AG: On the face of it, it runs counter to everything we stand for — as recorded for posterity in our new book, Shirk, Rest and Play — the Ultimate Slacker's Bible. But you have to remember that firstly, there are six of us behind it; secondly, we have a brilliant general manager, James, and some excellent staff. And thirdly, we have Vince Raison, Special Advisor and secret weapon, who has his own chair and everything.
VR: True. If it wasn’t for me sitting outside in the A20 Lounge on that rocking chair, chuffing away on a fag and slurping on a DIPA, you wouldn't be half as busy as you are. I am a living advertisement for getting more out of life by doing less — the main tenet of our book.
So Vince, it's your job to make sure the beer's in mint condition, right?
VR: We are nothing without standards. That's where I come in. Some people think my role is easy. They don't know the half of it. Is it easy to come up with adjectives for beer apart from 'Delicious' and 'Amazing'? Well, is it?
The Shirker's seems to have a beer/drink to suit all tastes. Are pubs with crap drinks lists just being lazy?
AG: The easy answer is yes, I suppose. Or maybe people just want to drink mass-produced lager and bitter. We're all beer nuts so having a good range, with lots of favourites mixed with new things to try was very important to us.
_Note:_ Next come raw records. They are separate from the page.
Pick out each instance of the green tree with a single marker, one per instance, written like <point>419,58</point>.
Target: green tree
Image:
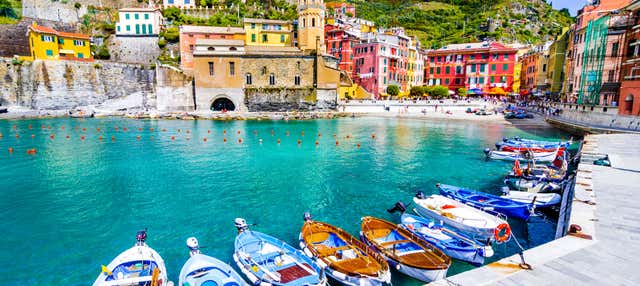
<point>416,91</point>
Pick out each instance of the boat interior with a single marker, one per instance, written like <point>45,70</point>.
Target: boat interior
<point>403,246</point>
<point>342,252</point>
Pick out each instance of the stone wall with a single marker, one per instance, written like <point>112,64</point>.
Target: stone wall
<point>59,85</point>
<point>138,50</point>
<point>14,39</point>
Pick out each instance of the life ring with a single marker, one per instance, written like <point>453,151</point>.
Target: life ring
<point>499,229</point>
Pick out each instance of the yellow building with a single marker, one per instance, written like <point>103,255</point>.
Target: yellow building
<point>265,32</point>
<point>311,16</point>
<point>47,43</point>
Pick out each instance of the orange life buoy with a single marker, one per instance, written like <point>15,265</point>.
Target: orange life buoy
<point>499,229</point>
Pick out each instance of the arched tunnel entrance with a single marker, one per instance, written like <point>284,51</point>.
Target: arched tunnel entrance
<point>223,103</point>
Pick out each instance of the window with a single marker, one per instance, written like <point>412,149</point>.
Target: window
<point>272,79</point>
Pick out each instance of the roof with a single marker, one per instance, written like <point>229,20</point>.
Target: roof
<point>133,9</point>
<point>46,30</point>
<point>264,21</point>
<point>219,42</point>
<point>211,30</point>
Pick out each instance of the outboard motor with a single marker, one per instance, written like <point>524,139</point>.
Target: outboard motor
<point>399,206</point>
<point>194,247</point>
<point>241,224</point>
<point>307,216</point>
<point>141,237</point>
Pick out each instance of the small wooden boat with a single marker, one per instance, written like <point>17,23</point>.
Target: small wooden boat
<point>344,258</point>
<point>203,270</point>
<point>405,251</point>
<point>139,265</point>
<point>475,223</point>
<point>543,200</point>
<point>266,260</point>
<point>487,202</point>
<point>522,156</point>
<point>454,244</point>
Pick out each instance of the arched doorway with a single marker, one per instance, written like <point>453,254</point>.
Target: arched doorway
<point>223,103</point>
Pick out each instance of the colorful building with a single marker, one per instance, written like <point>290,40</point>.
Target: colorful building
<point>340,43</point>
<point>265,32</point>
<point>48,44</point>
<point>555,71</point>
<point>311,17</point>
<point>629,100</point>
<point>139,22</point>
<point>592,72</point>
<point>190,34</point>
<point>478,67</point>
<point>179,3</point>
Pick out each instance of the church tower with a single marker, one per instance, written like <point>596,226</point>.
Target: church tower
<point>311,15</point>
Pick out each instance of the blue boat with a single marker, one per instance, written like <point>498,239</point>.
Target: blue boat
<point>266,260</point>
<point>452,243</point>
<point>203,270</point>
<point>487,202</point>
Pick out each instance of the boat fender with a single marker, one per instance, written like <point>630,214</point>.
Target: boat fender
<point>504,237</point>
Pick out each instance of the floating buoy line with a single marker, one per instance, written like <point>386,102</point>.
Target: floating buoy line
<point>85,136</point>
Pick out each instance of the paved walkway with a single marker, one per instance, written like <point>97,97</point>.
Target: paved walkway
<point>612,257</point>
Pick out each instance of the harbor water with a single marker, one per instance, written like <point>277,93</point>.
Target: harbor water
<point>78,202</point>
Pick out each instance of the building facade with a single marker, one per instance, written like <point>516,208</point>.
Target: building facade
<point>265,32</point>
<point>190,34</point>
<point>48,44</point>
<point>139,22</point>
<point>311,18</point>
<point>474,66</point>
<point>629,100</point>
<point>179,3</point>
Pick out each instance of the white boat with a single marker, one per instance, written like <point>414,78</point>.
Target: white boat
<point>542,200</point>
<point>521,156</point>
<point>139,265</point>
<point>476,223</point>
<point>203,270</point>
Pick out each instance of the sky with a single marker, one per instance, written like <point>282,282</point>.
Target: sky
<point>572,5</point>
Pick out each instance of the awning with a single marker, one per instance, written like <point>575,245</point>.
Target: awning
<point>610,87</point>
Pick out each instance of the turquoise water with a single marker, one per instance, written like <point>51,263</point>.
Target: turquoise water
<point>76,204</point>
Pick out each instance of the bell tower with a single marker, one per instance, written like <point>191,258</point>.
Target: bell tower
<point>311,15</point>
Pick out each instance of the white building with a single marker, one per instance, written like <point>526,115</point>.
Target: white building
<point>142,22</point>
<point>179,3</point>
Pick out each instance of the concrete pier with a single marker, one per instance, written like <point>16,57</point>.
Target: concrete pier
<point>606,206</point>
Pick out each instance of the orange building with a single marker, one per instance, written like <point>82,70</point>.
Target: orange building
<point>190,34</point>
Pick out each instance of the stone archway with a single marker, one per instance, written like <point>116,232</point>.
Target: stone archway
<point>222,103</point>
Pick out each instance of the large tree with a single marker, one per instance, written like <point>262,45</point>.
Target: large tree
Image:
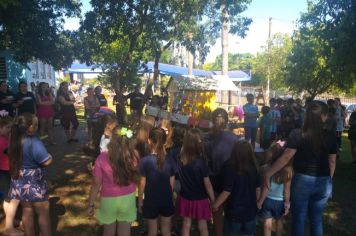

VR: There's no excuse for crap beer, not these days, though some people like it. There are so many great local brewers right now and I'm more than happy to road test them for the guys. And Ben, one of the founders, is from Stockport so he's been bringing down some crackers from up that way, like RedWillow from Macclesfield. Probably my favourite beer at the Shirker's so far.
AG: Apart from Deserter IPA.
VR: Apart from Deserter IPA.
Judging by your 'Crisp News' wall, you also take snacks seriously. Who is your crisp sommelier?
AG: We've all chipped in with the ordering ideas but a lot of it comes from our podcast, called, presciently, Deserter Pubcast. That's certainly where the Slabs came from.
VR: Our crisp correspondent — or one of them — Ned, sent us a packet with a pithy review: "Size of a baked potato, thick as a pound coin" and everyone went mad for them. The greatest step forward in crisps since the introduction of flavours in the 1970s, in my view, and superb in a sandwich with a slice of cheddar and some Jaipur hot sauce, which I have been known to create on the bar.
What's your advice to fellow Londoners who want to open their own pub (but don't want to work very hard)?
VR: My advice would be to go for it. It's really no effort at all.
AG: Or jack it in and come to the Shirker’s.
Describe the Shirker's Rest in three words.
AG: Shirk, rest, play - which coincidentally, is the name of our new book.
VR: Available now from all good bookshops. And Amazon.
Shirk, Rest and Play — The Ultimate Slacker's Bible is available for pre-order.
The Shirker's Rest in New Cross is open Tuesday-Sunday.